Thomas Horn was six feet one inch tall and weighed about two hundred pounds. He was a hardened man who had spent most of his adult life out on the range and had seldom had the pleasure of sleeping under a roof. A situation that he admitted to prefer. He had left his home in Missouri at the age of 13 to escape an abusive father and for years drifted from job to job across the west. He eventually went to work as a scout for the army and was instrumental in the finale capture of the famous Apache leader, Geronimo. After he left the army he was recruited by the Pinkerton Detective Agency to track down and bring in wanted criminals who were fleeing prosecution.
After two and a half years Tom’s relationship with the Pinkerton Detective Agency was dissolved due to the fact that he had shot and killed the majority of the men he had pursued. Tom’s choice of weapon was a Winchester rifle in a 45/70 caliber with which he was deadly accurate. Tom was known to use his skill with the rifle without hesitation if and when the need arose and that’s what brought him to John C. Coble’s Iron Mountain Ranch in the winter of 1900.
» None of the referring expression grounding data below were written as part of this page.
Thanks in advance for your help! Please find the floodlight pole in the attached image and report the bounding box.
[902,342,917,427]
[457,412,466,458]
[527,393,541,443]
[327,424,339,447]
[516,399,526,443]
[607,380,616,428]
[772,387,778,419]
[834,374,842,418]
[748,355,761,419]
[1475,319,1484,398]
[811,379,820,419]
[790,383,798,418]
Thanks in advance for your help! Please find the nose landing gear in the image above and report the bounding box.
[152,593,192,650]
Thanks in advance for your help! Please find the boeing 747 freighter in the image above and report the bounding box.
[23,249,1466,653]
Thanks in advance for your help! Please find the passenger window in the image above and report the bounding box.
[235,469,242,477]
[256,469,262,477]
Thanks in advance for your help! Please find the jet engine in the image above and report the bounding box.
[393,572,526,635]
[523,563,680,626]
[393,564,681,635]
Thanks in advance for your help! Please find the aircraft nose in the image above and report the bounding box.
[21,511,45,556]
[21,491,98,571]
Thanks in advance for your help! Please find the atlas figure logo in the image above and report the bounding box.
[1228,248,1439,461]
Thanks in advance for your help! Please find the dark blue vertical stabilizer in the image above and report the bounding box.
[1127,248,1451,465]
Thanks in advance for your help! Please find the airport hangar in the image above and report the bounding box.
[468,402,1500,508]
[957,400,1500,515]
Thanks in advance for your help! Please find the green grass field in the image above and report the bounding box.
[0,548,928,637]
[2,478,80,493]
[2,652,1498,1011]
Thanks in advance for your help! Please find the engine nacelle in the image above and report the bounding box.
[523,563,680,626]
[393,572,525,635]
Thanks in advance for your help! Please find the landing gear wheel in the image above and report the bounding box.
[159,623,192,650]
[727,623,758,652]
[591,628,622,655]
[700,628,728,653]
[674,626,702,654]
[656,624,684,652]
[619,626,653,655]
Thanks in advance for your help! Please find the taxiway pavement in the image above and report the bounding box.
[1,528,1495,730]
Tom’s duty while working for the Wyoming Stock Growers Association was simple. He was to patrol the holdings of the ranchers and to stop the rustling of cattle. A job that he did far to well. Tom put out the word that he was now an agent of the stockmens association and that all rustling must cease or pay the consequences. By 1902 rustling had stopped. Those suspected of rustling just disappeared or their bodies were found scattered across the range.
In time, the success of which Tom Horn did his work became a liability to the ranchers for which he was employed. The bodies spread across the ranches were attracting attention and the stockmen feared they may be implicated in the “deaths” if Tom was ever arrested and questioned.
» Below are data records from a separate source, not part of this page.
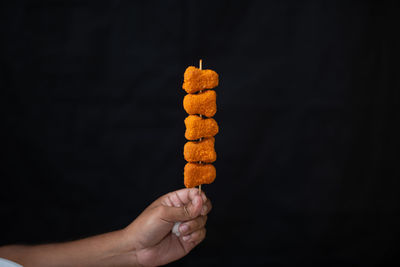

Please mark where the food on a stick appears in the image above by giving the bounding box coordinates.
[184,115,219,141]
[184,137,217,163]
[183,90,217,118]
[182,66,219,94]
[182,62,219,189]
[184,163,216,188]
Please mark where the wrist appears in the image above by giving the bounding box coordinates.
[98,229,140,267]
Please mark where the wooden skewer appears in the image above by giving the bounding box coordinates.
[198,59,203,195]
[199,59,203,138]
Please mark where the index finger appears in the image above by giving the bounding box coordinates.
[164,188,207,207]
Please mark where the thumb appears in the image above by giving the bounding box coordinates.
[159,195,203,222]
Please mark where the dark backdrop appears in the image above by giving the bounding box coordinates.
[1,0,399,265]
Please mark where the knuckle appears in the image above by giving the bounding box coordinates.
[207,201,213,211]
[192,230,200,239]
[191,218,199,229]
[202,215,208,226]
[198,228,206,242]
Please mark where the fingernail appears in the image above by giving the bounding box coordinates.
[182,235,191,241]
[179,224,189,234]
[193,196,200,206]
[201,205,207,215]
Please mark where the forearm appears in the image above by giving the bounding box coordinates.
[0,229,139,267]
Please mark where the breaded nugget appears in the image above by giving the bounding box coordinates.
[184,137,217,163]
[183,90,217,118]
[184,163,216,188]
[184,115,219,140]
[182,66,219,94]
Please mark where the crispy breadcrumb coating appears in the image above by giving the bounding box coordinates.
[183,90,217,118]
[184,137,217,163]
[184,163,216,188]
[182,66,219,94]
[184,115,219,140]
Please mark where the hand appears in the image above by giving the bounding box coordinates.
[0,188,212,267]
[123,188,212,266]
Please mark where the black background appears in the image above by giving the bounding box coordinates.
[1,0,399,265]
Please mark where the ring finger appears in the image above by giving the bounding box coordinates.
[179,215,207,236]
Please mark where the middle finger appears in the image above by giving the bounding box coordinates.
[179,215,207,236]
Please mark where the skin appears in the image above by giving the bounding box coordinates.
[0,188,212,267]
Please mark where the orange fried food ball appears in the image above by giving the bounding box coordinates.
[184,163,216,188]
[184,137,217,163]
[182,66,219,94]
[183,90,217,118]
[184,115,219,140]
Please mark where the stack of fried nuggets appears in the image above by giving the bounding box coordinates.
[182,66,219,188]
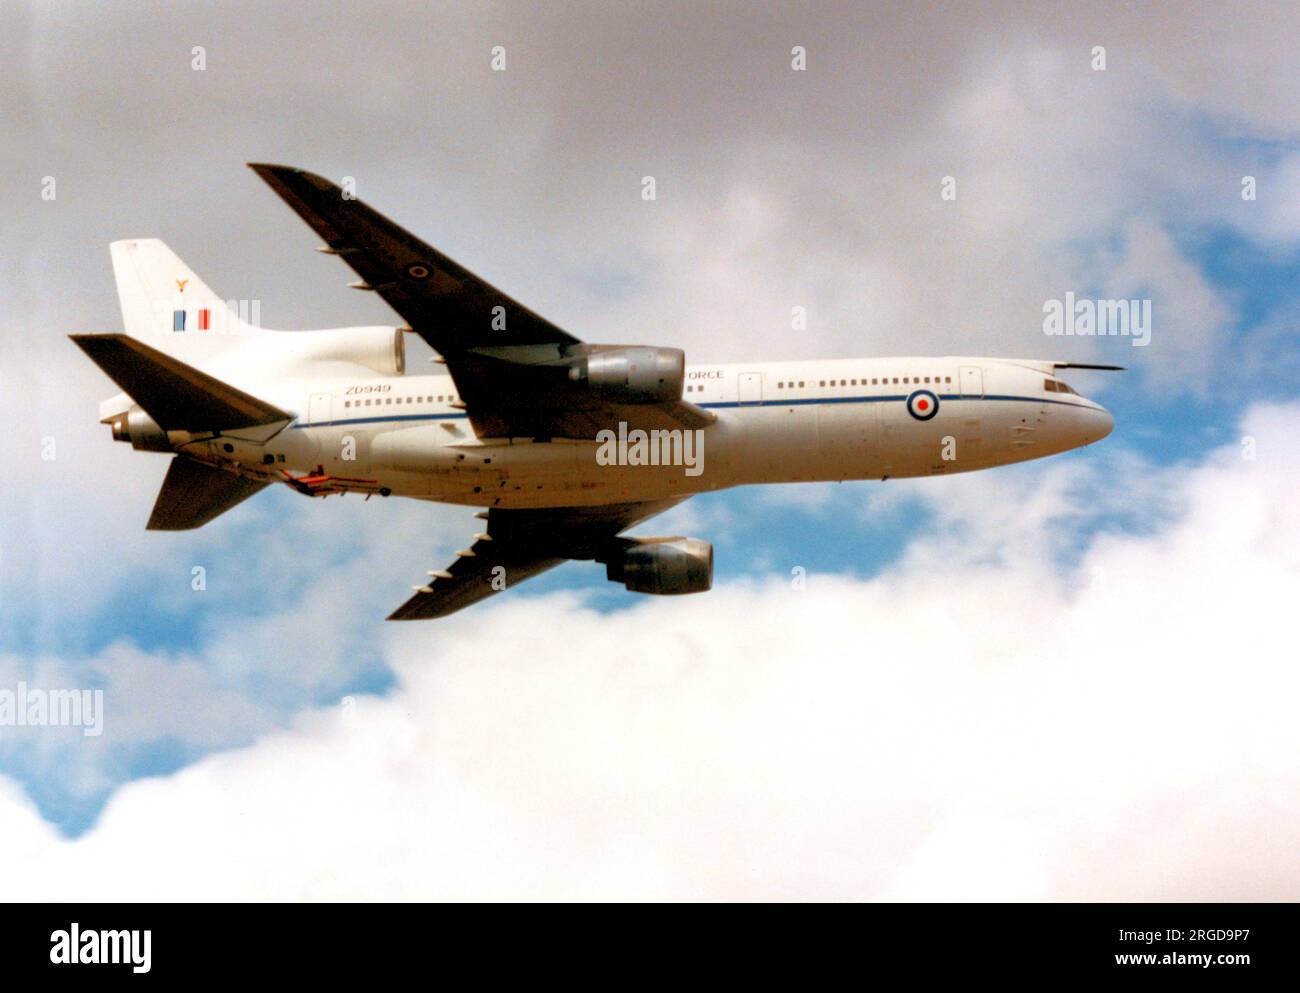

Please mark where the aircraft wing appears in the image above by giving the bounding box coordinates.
[247,164,713,440]
[387,498,685,620]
On July 18, 1901, Horn was once again working near Iron Mountain when Willie Nickell, the 14-year-old son of a sheep-herding rancher, was found at the gate of his fathers ranch. He had been shot. Tom was arrested, while drinking heavily in the local saloon, and questioned about the murder by U.S. Marshall, Joe Lefors.
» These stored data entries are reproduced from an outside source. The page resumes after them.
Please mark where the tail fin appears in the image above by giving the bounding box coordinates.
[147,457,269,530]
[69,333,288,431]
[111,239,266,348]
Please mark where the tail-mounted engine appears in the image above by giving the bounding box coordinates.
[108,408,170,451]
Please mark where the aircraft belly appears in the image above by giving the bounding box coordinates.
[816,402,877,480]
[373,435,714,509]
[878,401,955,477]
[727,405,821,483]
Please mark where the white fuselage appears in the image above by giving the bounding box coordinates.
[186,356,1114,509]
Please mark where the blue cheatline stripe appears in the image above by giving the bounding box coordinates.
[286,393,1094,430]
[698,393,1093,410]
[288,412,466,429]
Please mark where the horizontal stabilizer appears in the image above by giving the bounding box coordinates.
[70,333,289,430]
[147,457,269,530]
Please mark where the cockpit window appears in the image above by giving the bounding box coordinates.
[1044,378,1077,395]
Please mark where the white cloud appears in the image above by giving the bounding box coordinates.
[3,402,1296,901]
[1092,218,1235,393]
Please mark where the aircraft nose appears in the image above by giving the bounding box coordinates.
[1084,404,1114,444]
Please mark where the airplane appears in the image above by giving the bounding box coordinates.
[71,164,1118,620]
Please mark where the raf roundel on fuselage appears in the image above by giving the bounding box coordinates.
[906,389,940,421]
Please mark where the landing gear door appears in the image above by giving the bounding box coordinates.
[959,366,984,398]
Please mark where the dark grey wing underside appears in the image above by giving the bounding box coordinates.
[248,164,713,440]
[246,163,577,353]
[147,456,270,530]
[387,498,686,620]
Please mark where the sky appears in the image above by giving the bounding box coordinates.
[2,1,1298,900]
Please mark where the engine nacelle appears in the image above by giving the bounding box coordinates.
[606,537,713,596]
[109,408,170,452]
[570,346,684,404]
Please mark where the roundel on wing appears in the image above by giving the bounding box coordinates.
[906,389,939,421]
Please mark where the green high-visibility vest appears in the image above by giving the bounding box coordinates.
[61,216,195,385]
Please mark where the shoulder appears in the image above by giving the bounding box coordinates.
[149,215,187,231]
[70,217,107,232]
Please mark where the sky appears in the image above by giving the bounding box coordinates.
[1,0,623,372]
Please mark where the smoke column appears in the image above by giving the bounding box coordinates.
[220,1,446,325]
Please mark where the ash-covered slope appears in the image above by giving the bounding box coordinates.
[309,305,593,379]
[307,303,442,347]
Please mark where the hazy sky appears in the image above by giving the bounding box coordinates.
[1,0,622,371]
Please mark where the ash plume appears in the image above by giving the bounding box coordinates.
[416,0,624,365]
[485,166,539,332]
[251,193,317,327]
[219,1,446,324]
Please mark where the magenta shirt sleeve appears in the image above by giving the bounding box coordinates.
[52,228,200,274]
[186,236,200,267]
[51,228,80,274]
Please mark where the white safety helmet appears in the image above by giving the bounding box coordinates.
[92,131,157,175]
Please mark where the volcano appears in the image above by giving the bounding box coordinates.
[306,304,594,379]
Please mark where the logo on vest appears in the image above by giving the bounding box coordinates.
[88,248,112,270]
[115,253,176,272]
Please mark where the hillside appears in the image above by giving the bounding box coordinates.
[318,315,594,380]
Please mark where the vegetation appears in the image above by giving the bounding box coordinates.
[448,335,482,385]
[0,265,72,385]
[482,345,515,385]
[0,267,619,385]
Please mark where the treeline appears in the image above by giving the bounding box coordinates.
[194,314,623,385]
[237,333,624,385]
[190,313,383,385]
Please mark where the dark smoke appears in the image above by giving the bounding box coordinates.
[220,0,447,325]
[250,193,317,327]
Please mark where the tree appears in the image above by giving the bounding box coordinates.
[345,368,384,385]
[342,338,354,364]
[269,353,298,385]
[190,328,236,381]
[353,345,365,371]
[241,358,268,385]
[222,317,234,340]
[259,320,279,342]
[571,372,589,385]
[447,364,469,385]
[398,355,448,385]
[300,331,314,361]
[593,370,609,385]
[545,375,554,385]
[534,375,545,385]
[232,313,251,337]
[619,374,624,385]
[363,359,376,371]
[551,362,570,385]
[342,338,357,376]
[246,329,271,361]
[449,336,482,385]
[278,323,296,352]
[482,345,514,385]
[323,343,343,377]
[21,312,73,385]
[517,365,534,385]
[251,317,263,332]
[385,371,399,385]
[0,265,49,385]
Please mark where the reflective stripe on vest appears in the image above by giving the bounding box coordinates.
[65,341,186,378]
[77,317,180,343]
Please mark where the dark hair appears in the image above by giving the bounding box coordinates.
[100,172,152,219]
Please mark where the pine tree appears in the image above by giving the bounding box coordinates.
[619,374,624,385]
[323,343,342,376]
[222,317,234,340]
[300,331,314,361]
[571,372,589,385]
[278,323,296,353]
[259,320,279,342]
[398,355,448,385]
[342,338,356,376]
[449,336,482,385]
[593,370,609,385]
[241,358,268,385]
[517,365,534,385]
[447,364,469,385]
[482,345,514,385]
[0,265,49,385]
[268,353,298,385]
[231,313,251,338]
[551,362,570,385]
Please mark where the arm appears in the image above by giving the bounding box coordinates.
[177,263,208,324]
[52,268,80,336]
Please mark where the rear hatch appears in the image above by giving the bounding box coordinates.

Joe Lefors was politically ambitious and wanted desperately to solve the murder of Willie Nickell to further his career. While he questioned Tom he had someone, hidden in the back room, taking down anything that Tom said that was incriminating. During the interview it’s alleged that Tom said “It was the best shot that I ever made and the dirtiest trick that I ever done.”
It’s doubtful that Tom Horn actually made that statement, even while intoxicated, but it was entered as evidence and Tom was found guilty of the murder and hanged in Cheyenne, Wyoming in 1903. It’s obvious to me and most historians that the murder of Willie Nickell and the subsequent hanging of Tom Horn was a conspiracy between the cattlemen and Joe Lefors.
The cattlemen succeeded in silencing Tom Horn and Joe Lefors advanced his political ambitions. Tom Horn was by no means a saint, by anyone’s standards, and the methods in which he employed to rid the country of rustlers was at the least questionable. But, when everything was said and done, he was no worse than the men that hired him and eventually had him hanged.
A movie of the life and times of Tom Horn was made in the 70's starring, one of my favorites, Steve McQueen. In the movie Tom is depicted as a "shoot first and ask questions later" type range detective. A depiction that I believe is accurate. The conspiracy is also brought to light.